I initially picked this to read for my classic horror square, but read something else instead. I still think this is a good short story to read that is not too gory for the non-horror reader group.
Written in 1894, "The Great God Pan" created a hysterical stir for being seen as degenerate writing that depicted sexual situations that just were not talked about in polite circles.
I guess those Victorians were super sensitive because I'm not seeing that here. Machen makes a lot of illusions in his writing, but doesnt come out and say anything. I think people's imaginations once again showed them how terrible things could possibly be and it freaked them out.
The story begins with a doctor named Raymond conducting an experiment on a young woman named Mary (love the Biblical significance) and has his friend Clarke there as well. Doctor Raymond simply treats Mary like a frog in an experiment and doesn't think she has much to object to and even if she does, who cares.

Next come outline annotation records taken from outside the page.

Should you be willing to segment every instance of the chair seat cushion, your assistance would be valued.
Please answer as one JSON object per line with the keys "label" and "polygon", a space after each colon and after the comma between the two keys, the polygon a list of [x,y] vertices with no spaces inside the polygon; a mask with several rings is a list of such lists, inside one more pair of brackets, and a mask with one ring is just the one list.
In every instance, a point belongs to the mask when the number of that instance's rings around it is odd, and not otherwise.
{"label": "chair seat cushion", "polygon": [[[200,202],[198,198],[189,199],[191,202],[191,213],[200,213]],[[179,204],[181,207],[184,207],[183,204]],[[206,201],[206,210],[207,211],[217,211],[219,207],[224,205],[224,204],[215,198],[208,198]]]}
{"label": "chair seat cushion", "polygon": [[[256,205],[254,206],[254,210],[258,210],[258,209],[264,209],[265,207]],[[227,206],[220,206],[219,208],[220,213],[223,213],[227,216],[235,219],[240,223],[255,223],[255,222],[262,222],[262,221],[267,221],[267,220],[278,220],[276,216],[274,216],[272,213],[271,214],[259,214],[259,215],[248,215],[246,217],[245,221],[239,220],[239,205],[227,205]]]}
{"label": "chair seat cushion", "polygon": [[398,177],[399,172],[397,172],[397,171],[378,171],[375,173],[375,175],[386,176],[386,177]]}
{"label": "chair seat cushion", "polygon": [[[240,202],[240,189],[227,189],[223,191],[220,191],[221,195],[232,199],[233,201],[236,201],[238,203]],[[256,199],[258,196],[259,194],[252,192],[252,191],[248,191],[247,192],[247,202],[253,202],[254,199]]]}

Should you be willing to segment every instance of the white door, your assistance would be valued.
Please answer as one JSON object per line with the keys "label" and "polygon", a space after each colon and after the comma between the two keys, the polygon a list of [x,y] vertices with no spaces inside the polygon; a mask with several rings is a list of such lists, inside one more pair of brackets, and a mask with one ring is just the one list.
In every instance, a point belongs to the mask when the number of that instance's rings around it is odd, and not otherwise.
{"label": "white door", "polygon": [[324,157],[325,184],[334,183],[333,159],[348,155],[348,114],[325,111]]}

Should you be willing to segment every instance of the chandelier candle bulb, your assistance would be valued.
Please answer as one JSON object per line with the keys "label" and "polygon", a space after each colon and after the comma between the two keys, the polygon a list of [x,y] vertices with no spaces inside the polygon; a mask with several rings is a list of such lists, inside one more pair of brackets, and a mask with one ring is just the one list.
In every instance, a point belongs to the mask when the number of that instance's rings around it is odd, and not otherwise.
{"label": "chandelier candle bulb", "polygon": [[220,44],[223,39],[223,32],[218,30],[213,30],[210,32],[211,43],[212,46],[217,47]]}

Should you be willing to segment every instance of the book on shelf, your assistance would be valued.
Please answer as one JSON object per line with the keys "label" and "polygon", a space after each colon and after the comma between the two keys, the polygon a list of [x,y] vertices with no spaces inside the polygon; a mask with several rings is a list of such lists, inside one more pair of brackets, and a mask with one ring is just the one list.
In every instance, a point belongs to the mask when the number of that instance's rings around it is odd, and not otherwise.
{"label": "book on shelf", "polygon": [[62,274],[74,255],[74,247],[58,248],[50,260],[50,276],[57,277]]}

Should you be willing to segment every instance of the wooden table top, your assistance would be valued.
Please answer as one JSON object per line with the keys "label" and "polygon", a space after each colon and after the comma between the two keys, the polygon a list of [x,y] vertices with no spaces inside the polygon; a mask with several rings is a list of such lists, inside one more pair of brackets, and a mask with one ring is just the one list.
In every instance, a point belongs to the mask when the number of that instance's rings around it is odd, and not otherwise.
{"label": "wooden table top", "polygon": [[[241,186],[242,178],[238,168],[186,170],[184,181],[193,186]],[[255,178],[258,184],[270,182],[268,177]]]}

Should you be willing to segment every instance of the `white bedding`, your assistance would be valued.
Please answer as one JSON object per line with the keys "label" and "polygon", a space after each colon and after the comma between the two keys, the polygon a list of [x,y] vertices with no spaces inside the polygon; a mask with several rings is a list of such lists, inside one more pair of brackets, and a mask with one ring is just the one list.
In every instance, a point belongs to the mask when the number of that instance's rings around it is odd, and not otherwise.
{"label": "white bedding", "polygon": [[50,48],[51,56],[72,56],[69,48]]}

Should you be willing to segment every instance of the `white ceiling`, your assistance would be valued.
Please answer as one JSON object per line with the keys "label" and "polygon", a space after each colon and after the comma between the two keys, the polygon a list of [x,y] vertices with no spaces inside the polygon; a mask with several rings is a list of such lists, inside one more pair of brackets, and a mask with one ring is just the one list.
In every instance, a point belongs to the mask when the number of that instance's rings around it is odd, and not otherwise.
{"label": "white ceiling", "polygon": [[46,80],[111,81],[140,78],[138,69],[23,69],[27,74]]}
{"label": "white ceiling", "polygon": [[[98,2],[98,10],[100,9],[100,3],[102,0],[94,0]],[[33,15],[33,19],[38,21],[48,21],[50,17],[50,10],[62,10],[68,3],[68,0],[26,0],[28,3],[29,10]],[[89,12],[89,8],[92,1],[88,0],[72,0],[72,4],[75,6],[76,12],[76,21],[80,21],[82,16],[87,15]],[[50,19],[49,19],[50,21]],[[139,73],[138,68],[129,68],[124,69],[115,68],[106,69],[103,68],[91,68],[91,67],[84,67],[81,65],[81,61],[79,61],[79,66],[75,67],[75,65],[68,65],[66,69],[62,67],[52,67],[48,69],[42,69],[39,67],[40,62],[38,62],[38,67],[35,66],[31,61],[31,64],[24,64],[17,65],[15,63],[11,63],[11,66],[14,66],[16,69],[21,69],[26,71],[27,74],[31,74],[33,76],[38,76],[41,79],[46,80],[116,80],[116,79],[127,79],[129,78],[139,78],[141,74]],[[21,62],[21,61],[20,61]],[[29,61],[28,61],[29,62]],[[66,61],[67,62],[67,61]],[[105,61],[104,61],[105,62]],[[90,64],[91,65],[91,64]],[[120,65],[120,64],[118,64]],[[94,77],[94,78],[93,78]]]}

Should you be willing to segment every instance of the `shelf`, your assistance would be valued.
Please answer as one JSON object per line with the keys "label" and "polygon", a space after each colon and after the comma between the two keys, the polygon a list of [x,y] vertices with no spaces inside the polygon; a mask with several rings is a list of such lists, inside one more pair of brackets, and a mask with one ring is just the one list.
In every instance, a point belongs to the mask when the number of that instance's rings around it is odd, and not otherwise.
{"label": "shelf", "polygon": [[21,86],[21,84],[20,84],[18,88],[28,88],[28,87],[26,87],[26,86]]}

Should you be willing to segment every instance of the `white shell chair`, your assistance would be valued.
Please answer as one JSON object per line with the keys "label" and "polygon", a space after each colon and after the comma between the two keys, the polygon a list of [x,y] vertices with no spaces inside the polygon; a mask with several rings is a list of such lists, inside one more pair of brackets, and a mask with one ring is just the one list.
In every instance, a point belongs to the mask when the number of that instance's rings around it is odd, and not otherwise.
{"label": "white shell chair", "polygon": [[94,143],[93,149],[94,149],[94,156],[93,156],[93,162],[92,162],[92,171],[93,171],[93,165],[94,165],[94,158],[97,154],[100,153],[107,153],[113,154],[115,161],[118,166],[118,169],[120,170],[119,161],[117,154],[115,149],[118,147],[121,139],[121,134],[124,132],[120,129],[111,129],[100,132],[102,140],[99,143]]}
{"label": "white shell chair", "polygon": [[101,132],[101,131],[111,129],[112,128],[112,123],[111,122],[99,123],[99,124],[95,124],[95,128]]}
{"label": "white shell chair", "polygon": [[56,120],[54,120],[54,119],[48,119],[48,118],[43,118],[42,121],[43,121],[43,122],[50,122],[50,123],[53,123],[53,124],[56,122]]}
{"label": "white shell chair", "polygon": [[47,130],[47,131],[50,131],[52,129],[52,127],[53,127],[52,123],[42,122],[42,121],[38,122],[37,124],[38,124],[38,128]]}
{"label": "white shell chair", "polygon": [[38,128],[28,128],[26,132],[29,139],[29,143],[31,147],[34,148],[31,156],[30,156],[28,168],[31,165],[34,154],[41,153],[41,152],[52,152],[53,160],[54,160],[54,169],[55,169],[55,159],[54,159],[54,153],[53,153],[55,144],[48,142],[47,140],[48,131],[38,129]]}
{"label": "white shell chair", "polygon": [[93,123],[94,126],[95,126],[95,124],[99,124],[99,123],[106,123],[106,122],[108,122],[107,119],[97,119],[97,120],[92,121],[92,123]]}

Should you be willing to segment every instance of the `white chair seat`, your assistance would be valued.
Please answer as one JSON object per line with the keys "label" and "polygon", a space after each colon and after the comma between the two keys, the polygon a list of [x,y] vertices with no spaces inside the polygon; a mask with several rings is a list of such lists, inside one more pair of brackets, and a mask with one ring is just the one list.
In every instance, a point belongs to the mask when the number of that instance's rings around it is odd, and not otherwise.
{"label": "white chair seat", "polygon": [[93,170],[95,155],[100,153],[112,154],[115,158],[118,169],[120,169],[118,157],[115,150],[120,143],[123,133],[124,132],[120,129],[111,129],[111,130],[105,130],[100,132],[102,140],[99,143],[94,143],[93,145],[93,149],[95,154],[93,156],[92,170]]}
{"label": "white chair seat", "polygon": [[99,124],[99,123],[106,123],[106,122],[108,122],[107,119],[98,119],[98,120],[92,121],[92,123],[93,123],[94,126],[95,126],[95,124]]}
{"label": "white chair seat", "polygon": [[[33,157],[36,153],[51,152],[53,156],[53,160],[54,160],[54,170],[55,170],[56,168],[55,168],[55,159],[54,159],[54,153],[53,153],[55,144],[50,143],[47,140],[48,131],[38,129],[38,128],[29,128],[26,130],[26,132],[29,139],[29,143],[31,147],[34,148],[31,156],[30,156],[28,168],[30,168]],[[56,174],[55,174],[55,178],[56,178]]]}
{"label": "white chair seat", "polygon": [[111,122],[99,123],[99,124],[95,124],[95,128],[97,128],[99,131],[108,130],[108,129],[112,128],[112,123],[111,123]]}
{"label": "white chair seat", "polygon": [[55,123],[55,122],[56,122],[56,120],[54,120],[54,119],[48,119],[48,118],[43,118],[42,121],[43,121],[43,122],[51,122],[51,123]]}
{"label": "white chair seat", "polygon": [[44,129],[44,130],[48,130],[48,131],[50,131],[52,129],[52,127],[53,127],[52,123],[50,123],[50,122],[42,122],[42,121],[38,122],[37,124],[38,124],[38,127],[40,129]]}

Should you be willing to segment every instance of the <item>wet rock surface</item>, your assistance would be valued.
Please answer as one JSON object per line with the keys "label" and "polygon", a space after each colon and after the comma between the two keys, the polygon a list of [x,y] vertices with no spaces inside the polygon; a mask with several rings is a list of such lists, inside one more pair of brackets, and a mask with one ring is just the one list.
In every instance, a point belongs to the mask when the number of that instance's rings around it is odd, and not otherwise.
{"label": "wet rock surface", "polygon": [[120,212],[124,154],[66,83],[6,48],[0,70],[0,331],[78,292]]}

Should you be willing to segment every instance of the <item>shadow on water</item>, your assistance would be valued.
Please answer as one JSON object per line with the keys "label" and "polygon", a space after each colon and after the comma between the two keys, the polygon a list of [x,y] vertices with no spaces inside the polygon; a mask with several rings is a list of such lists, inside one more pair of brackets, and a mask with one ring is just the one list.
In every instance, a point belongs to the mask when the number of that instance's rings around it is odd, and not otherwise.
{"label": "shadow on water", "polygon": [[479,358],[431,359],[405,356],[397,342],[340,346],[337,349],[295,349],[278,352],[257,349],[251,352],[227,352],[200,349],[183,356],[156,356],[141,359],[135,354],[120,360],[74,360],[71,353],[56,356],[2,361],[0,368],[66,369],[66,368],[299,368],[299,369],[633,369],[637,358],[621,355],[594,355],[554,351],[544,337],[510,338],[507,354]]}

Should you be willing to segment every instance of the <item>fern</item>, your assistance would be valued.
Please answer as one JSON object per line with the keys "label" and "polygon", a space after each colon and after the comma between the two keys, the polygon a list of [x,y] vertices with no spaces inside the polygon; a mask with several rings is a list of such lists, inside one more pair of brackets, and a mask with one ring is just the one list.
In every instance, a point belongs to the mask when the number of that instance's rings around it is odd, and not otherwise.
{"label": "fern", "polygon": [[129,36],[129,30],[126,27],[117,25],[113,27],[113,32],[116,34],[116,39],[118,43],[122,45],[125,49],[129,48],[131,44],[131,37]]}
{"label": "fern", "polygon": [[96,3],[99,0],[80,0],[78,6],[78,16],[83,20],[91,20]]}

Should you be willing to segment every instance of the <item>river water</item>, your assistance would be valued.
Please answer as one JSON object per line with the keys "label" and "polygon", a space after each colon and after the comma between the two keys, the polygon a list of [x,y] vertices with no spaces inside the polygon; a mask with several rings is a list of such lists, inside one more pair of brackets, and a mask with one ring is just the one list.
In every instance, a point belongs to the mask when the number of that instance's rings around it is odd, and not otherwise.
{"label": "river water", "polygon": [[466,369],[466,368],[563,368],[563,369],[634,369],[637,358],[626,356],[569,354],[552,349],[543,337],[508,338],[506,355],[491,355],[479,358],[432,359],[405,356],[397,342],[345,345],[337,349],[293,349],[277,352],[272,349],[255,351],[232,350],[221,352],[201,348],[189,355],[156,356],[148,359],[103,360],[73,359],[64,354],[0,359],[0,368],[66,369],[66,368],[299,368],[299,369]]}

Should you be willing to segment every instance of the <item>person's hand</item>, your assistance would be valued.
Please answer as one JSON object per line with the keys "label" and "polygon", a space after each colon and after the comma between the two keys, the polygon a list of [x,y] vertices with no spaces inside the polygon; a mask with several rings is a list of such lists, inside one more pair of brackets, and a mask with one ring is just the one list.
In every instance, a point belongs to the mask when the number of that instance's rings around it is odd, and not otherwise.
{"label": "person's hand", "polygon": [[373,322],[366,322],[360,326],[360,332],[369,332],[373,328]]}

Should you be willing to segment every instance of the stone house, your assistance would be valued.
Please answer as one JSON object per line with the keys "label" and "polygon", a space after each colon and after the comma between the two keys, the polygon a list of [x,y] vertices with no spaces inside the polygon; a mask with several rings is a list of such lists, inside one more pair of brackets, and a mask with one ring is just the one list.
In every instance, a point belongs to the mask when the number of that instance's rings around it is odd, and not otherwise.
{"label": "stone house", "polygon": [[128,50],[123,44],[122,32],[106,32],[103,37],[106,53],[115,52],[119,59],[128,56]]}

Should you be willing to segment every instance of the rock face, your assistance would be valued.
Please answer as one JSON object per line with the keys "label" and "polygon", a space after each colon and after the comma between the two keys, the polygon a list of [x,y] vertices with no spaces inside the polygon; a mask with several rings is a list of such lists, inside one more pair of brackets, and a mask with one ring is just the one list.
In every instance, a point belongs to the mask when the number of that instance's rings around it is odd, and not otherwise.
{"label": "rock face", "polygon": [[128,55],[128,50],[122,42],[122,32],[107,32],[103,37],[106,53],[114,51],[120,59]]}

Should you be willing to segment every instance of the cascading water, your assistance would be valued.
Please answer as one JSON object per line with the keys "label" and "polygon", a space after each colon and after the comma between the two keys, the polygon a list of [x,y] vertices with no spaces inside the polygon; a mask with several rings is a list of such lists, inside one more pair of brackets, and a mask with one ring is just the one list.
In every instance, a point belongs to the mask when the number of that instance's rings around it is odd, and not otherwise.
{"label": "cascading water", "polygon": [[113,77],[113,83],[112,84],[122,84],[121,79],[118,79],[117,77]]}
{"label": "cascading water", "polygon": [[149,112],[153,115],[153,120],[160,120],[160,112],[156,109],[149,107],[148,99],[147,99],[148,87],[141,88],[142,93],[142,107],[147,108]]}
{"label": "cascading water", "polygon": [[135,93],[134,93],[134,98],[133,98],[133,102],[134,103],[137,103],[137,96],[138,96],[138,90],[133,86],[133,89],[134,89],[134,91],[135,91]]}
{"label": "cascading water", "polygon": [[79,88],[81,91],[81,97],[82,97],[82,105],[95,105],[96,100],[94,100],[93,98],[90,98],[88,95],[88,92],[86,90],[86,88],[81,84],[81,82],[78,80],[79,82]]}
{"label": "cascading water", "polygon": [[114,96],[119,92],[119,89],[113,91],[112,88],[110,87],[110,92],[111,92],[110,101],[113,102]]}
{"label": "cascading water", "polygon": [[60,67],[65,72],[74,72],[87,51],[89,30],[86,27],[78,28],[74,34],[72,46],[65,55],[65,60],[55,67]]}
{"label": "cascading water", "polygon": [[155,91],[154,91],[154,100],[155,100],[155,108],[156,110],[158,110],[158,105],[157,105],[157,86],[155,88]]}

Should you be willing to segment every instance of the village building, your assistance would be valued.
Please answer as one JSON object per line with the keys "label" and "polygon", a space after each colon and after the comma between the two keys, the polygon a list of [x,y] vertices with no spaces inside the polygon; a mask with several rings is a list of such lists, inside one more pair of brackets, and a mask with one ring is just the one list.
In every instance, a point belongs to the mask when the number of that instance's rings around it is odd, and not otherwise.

After the experiment Mary is left terrified and unable to communicate. It's implied she is addled in some way as well.
The story jumps around from there and it focuses on a young woman named Helen (Helen of Troy perhaps?) who lives with a family in a wooded area and is gone for hours at a time. Rumors circulate about her and as a reader, you realize that something is not quite right with Helen.
I found the plot a bit odd because it didn't make any sense how this experiment opened a doorway into anything. I did like how in the end the author finally shows you why it jumped around it did for the final reveal. I did thing the long monologue at the beginning was boring as anything. It was pretty much screaming man who thinks he knows everything is thumbing his nose at danger.
I wish we had gotten a better sense of Pan. For me I think of the half faun creature playing a reed pipe. Who knew it was a sinister God here to stalk mankind.
I thought it was an okay short story, but wish it had delved more into the character of Helen instead of her being described by a bunch of men.